ProQuad

Treatment for Mumps Prophylaxis, Measles Prophylaxis, Rubella Prophylaxis, Varicella-Zoster -- Prophylaxis

Merck Files Biologics License Application for Proquad With U.S. Food and Drug Administration

WHITEHOUSE STATION, N.J.--November 4, 2004 - Merck & Co., Inc. today announced it has filed a Biologics License Application for Proquad (Measles, Mumps, Rubella and Varicella (Oka/Merck) Virus Vaccine Live) with the U.S. Food and Drug Administration.

Proquad is an investigational vaccine for simultaneous vaccination against measles, mumps, rubella and varicella in children 12 months to 12 years of age. Proquad combines two established Merck vaccines, M-M-R II (Measles, Mumps, Rubella Virus Vaccine Live) and Varivax (Varicella (Oka/Merck) Virus Vaccine Live).

Merck submitted the application for Proquad to the FDA on Aug. 31 and received notification of the FDA's acceptance of the application this week. Merck anticipates an FDA action on the application by early July, based on a standard 10 to 12-month FDA review.

Important information about M-M-R II and Varivax
M-M-R II is indicated for simultaneous vaccination against measles, mumps and rubella in individuals 12 months of age or older. The Advisory Committee on Immunization Practices (ACIP) recommends administration of the first dose of M-M-R II at 12 to 15 months of age and administration of the second dose of M-M-R II at four to six years of age. M-M-R II is contraindicated in individuals with a history of hypersensitivity to any component of the vaccine, including gelatin. M-M-R II is contraindicated in individuals with blood dyscrasias, leukemia, lymphomas of any type or other malignant neoplasms affecting the bone marrow or lymphatic systems. Due caution should be employed in administration of M-M-R II to persons with a history of cerebral injury, individual or family histories of convulsions, or any other condition in which stress due to fever should be avoided. The following adverse reactions, which have been reported without regard to causality, include: fever, headache, dizziness, rash, injection-site reactions, anaphylaxis and anaphylactoid reactions, thrombocytopenia, arthritis and febrile convulsions. For a list of adverse reactions, please see the M-M-R II Prescribing Information. As for any vaccine, vaccination with M-M-R II may not result in protection in 100 percent of vaccinees.

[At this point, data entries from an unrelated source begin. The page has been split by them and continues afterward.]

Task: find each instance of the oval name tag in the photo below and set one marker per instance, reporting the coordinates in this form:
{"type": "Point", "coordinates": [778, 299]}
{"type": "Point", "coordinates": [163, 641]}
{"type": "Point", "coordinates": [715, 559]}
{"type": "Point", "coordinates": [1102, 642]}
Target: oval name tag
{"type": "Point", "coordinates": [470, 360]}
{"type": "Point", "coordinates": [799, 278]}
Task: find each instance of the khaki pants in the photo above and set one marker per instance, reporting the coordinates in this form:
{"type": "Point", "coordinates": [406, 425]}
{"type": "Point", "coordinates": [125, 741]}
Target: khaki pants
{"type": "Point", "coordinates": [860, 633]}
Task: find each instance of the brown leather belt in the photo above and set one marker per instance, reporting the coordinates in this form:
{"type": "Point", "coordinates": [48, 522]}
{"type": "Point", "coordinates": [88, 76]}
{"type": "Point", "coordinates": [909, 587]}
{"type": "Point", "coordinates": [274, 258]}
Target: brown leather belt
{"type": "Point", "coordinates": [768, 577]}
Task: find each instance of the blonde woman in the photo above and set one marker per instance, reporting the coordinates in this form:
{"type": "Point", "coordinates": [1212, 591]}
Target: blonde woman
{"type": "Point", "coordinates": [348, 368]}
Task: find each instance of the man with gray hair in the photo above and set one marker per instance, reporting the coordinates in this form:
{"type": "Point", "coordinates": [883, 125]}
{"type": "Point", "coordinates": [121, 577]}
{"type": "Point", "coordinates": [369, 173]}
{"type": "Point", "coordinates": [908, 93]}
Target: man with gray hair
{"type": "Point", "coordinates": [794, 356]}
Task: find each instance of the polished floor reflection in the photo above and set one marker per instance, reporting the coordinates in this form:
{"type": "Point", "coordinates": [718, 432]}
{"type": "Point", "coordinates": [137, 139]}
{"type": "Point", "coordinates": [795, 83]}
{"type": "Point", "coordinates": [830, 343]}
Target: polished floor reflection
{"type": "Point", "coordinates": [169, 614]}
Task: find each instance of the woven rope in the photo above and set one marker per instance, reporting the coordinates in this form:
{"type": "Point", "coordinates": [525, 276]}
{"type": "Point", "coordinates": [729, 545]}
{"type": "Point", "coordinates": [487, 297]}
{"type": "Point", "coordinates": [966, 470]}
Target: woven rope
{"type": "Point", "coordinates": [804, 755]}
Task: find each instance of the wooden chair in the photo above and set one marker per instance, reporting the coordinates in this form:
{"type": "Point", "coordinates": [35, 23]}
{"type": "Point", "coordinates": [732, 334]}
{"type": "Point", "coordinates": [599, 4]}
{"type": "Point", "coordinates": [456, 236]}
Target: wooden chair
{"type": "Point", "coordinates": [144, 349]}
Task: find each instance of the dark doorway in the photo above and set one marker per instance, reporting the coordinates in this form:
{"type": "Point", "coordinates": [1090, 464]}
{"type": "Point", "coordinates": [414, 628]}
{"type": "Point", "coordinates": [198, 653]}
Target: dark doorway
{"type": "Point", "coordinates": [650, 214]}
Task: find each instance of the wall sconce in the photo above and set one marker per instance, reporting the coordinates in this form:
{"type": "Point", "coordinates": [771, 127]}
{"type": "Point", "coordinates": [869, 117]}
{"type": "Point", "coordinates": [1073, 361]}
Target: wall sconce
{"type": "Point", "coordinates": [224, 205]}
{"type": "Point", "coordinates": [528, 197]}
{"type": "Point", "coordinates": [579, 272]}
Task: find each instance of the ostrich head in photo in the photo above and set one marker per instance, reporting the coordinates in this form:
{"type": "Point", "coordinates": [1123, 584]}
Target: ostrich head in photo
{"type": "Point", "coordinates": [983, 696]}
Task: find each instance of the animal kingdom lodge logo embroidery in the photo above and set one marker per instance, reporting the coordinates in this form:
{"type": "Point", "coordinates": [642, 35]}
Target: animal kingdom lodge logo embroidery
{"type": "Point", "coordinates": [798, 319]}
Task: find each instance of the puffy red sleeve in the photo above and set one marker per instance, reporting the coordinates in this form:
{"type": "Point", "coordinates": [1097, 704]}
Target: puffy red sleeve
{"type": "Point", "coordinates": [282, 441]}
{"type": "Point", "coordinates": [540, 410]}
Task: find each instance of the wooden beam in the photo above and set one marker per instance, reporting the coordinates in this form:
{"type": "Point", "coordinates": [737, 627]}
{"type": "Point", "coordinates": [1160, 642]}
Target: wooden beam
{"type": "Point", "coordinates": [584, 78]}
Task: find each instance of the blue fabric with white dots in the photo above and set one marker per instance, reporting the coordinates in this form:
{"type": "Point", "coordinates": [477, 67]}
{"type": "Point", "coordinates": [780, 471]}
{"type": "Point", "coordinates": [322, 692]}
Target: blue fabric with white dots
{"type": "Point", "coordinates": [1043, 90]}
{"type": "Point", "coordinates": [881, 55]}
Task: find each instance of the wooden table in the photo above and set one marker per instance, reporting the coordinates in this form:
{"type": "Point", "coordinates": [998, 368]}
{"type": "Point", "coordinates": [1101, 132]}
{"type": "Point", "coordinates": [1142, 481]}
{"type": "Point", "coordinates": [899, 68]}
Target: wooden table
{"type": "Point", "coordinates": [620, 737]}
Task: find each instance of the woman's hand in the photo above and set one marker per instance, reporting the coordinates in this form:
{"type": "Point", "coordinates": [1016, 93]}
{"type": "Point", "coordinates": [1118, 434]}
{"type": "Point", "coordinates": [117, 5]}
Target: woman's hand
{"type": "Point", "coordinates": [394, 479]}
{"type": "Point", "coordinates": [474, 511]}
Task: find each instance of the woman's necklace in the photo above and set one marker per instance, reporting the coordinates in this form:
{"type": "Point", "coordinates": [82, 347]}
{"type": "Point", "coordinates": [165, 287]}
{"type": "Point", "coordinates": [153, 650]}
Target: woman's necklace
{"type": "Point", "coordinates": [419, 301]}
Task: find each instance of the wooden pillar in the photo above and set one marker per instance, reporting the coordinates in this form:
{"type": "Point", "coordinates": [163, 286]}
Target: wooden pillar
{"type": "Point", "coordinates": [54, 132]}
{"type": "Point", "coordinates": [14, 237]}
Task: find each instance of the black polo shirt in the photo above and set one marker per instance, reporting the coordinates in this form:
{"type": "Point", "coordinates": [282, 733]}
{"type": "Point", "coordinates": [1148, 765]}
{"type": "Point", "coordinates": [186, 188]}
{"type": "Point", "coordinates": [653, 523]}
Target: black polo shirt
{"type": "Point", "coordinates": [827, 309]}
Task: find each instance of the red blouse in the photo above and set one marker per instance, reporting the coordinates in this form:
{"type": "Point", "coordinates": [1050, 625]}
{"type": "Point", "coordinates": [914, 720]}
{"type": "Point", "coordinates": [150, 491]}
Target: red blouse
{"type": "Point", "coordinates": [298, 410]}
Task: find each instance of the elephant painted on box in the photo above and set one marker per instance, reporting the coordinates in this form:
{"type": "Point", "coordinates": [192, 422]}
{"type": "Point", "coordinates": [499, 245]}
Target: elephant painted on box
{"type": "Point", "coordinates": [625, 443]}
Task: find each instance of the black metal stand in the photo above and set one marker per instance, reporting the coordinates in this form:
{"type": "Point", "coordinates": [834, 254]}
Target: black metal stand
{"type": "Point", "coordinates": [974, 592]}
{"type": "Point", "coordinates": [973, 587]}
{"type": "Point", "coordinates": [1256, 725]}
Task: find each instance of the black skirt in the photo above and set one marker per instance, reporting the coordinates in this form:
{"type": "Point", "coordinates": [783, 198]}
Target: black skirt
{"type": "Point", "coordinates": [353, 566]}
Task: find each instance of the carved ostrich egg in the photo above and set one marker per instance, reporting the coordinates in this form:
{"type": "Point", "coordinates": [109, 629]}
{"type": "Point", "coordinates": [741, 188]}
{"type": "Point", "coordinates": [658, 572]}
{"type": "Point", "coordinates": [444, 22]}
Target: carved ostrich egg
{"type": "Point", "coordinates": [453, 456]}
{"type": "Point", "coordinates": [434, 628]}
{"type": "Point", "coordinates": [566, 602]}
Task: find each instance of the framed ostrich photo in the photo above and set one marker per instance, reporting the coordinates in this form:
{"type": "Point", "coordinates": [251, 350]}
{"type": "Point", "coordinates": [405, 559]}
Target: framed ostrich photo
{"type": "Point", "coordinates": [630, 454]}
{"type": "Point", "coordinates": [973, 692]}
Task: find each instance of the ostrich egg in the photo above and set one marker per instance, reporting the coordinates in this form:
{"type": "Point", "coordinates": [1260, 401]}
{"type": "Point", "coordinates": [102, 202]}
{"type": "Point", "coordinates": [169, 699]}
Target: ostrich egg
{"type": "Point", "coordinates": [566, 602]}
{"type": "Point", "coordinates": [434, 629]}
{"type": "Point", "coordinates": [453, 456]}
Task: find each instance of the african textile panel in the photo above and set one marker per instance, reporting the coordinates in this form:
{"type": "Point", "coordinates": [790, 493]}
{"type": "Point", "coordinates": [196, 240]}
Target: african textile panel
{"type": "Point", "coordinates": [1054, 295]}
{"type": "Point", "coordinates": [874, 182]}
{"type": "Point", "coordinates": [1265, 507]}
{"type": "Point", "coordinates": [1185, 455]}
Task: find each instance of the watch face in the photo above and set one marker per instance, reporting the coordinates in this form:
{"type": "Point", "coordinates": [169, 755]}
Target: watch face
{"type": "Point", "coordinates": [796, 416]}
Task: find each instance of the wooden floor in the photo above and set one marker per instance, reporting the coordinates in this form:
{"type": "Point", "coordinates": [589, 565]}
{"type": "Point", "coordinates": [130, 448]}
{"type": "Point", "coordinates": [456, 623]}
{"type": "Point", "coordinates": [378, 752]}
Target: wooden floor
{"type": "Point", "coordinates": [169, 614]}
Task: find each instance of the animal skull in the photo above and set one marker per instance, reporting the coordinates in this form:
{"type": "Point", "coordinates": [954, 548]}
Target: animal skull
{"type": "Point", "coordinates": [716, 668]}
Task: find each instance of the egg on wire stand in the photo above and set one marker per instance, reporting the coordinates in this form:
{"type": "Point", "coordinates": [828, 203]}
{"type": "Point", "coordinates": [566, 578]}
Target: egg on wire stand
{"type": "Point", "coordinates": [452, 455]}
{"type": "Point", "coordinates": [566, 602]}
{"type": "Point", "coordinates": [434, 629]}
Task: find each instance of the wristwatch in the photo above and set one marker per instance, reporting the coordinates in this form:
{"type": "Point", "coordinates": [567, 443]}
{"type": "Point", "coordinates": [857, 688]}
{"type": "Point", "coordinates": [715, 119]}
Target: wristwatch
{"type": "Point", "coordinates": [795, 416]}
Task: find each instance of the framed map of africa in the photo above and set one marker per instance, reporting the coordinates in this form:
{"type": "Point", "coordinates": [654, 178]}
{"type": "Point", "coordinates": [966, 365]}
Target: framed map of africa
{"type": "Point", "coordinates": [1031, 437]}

Varivax is indicated for vaccination against varicella in individuals 12 months of age and older. Varivax is contraindicated in individuals with a history of hypersensitivity or an anaphylactoid reaction to any component of the vaccine, including gelatin or neomycin, or with any immunodeficient condition or receiving immunosuppressive therapy. The duration of protection from varicella infection after vaccination with Varivax is unknown. There are insufficient data to assess the rate of protection against the complications of varicella (e.g., encephalitis, hepatitis, pneumonia) in children. In children, adolescents and adults monitored for up to 42 days post vaccination, the adverse effects most frequently reported were as follows: fever, injection-site complaints; varicella-like rash (injection site) and varicella-like rash (generalized). For a list of adverse reactions, please see the Varivax Prescribing Information. Vaccination with Varivax may not result in protection of all healthy susceptible children, adolescents and adults.

About Merck
Merck & Co., Inc. is a global research-driven pharmaceutical company. Merck discovers, develops, manufactures and markets a broad range of innovative products to improve human and animal health, directly and through its joint ventures.